Are there any downsides then, to a cruise holyday? Yeah sure, the biggest one being that you can actually fall overboard and drown. One evening just south of Sri Lanka the alarm came on, telling us we had a Man Overboard-situation. On the starboard side, right underneath our balcony, somebody threw out a buoy with a flare marking a spot in the ocean where somebody apparently had gone over the railing. The ship made a U-turn and very slowly started gliding back west, parallel to the course we had been on just a few minutes earlier. There was nothing to be seen however, apart from the burning flare and the white foam marking the curve we had done. All passengers were ordered back to their cabins, both passengers and crew had to be counted and double-checked and accounted for. Outside our balcony the day faded into night, and the searchlights that danced across the black ocean surface came up with nothing.
After three hours we were told that nobody was missing. Maybe somebody bluffed about seeing a person fall, or maybe somebody had seen a jacket or a pair of trousers fly off a balcony. Or – maybe the captain decided not to tell us about an accident that actually had happened. The latter would not be unheard off. The one thing Costa Cruises does not do very well is information when something happens that deviate us from our daily routine. Having worked with information and journalism and PR throughout our professional careers, this is a shortcoming that we notice almost daily.

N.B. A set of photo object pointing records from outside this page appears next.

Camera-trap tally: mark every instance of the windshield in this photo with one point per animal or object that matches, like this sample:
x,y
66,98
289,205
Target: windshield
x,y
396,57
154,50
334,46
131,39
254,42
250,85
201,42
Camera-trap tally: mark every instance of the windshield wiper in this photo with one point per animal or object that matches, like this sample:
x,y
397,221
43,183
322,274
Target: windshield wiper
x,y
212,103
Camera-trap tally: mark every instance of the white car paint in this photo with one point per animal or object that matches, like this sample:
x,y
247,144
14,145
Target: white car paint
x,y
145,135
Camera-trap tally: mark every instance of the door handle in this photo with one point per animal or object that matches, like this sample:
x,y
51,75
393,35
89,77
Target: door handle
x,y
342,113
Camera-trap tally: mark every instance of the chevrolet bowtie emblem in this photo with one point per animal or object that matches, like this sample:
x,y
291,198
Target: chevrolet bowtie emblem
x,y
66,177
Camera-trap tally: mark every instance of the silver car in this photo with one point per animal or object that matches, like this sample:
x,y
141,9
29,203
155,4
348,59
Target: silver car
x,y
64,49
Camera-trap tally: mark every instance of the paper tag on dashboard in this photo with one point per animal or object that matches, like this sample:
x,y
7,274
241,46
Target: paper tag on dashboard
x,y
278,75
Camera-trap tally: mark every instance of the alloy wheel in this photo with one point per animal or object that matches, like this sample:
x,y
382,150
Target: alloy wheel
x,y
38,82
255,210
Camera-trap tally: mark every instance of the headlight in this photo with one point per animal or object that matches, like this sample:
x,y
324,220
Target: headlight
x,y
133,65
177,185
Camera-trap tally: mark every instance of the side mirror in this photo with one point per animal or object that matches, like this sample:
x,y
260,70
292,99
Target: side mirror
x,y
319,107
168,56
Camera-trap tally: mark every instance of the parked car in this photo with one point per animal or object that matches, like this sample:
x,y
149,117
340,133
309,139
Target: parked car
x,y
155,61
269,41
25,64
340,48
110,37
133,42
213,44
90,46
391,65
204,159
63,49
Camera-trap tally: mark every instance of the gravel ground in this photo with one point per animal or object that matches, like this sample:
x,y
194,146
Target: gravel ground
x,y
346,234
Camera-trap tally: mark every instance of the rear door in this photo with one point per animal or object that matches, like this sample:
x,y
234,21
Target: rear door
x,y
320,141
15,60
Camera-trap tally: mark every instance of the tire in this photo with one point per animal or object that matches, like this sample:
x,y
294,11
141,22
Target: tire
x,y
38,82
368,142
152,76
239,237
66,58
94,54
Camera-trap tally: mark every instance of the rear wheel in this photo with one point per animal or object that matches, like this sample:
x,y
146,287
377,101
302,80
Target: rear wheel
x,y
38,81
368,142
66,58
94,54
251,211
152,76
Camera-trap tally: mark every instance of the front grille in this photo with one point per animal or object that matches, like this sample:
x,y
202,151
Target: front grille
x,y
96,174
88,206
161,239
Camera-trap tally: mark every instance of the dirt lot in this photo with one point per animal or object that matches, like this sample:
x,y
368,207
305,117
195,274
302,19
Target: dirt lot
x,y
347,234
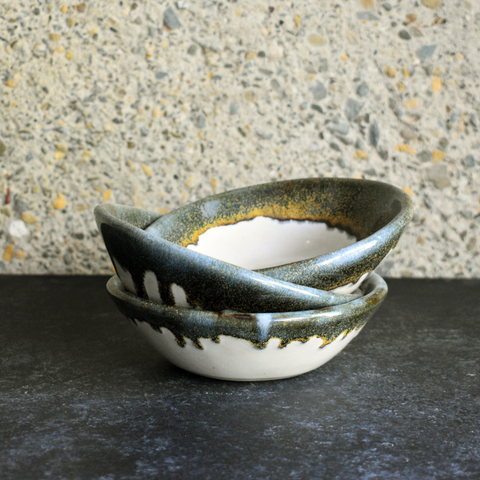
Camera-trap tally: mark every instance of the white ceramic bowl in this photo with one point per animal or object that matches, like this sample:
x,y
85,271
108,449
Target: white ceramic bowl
x,y
249,347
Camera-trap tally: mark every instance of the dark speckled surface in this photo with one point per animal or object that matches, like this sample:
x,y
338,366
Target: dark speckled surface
x,y
82,396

The Man Overboard we are happy to say is not a daily routine. We spoke to crew members afterwards that had never been involved in one before, in spite of many years in the job. Therefore, as a passenger, there is a bigger chance that you will at some stage of a long cruise be annoyed by life in a constant crowd. As soon as we set foot outside our own cabin door we are fighting 2798 other people for space at the restaurants, space at the bars and space in the corridors. The crowds cover the dance floors, the elevators, the gym and the pools. You will have to fight for your sunbed up on deck and for your table at the lunch buffet, and then you have to fight for your place in line to get to the food counter. If you need to move from somewhere to somewhere else in anything resembling a hurry, there is always some slow old person staggering like a penguin from side to side, using the whole width of the narrow space, making it impossible to pass.

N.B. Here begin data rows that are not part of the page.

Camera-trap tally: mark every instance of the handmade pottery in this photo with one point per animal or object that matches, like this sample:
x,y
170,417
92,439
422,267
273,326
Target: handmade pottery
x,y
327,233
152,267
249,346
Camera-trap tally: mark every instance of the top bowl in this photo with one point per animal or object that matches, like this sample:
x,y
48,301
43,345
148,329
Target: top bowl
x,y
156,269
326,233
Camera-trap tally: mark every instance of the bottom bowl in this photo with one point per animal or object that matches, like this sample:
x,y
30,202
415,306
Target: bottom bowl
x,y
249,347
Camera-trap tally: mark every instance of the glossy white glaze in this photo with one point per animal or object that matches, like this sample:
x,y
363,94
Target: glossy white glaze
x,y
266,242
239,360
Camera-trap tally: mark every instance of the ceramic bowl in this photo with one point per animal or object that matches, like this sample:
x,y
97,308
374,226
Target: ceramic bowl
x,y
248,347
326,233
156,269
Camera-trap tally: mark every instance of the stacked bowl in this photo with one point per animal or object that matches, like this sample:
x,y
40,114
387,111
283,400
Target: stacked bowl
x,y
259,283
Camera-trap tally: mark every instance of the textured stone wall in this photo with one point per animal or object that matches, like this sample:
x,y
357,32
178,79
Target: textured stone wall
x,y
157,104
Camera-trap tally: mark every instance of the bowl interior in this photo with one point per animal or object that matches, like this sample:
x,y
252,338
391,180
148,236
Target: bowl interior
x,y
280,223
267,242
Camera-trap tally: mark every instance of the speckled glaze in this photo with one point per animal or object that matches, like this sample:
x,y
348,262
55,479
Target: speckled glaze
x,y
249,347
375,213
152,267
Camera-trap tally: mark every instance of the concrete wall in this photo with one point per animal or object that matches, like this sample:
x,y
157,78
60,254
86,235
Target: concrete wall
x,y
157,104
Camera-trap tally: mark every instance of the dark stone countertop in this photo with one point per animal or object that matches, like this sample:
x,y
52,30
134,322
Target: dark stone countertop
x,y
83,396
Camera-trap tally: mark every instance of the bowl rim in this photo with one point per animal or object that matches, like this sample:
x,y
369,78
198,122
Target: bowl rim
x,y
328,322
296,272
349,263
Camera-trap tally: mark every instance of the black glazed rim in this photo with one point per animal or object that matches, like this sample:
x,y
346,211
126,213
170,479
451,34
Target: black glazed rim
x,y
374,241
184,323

The moral is that you have to be a good bit flexible and tolerant to enjoy a cruise trip. If you are somebody who gets pissed by people who wriggle past you in the food line, or someone who starts a fight when you get beat by half and inch to the one free table by the window that you thought you had seen first, then do not go on a cruise. However, if you can tolerate some minor inconveniences, including the fact that you are not the only one on board, then do the trip and enjoy the upsides. Tell yourself that in a few years you will be the slow old geezer blocking the dining room passageway between the wall and the first row of tables. Tell yourself that most other people on board are nice, even if they should happen to sit at the very table you wanted for yourself. The ship is full of fellow travelers that probably share your love for the world and the sea and the art of traveling (and even knitting!) – if you just bother to say hello and get to know them. There are always one or two straight forward nasty bastards around of course, but those you can also bump into if you chose to take a holiday on dry land.

The crew is another matter – very polite, always working and always smiling, soft spoken and often bordering on timid. The officers and the management are mainly Italian. Most of the rank-and-file are from the Philippines, but with large contingents from India and Indonesia. They work fast and they work long hours. Our waiter at our dinner table, in his elegant, but heavy, dark red jacket, smiles and sweats and runs non-stop for the hour and a half our meal takes. Then, as soon as we are out of the door, he does the same for a new set of people at the same tables for the second dinner setting. His job is 12 hours per day, 7 days a week for 9 months running. To be able to sit back in a chair and let him and his colleges cook for us and clean for us and open the doors for us day and night for weeks on end, is a privilege we hope everybody on board is able to appreciate.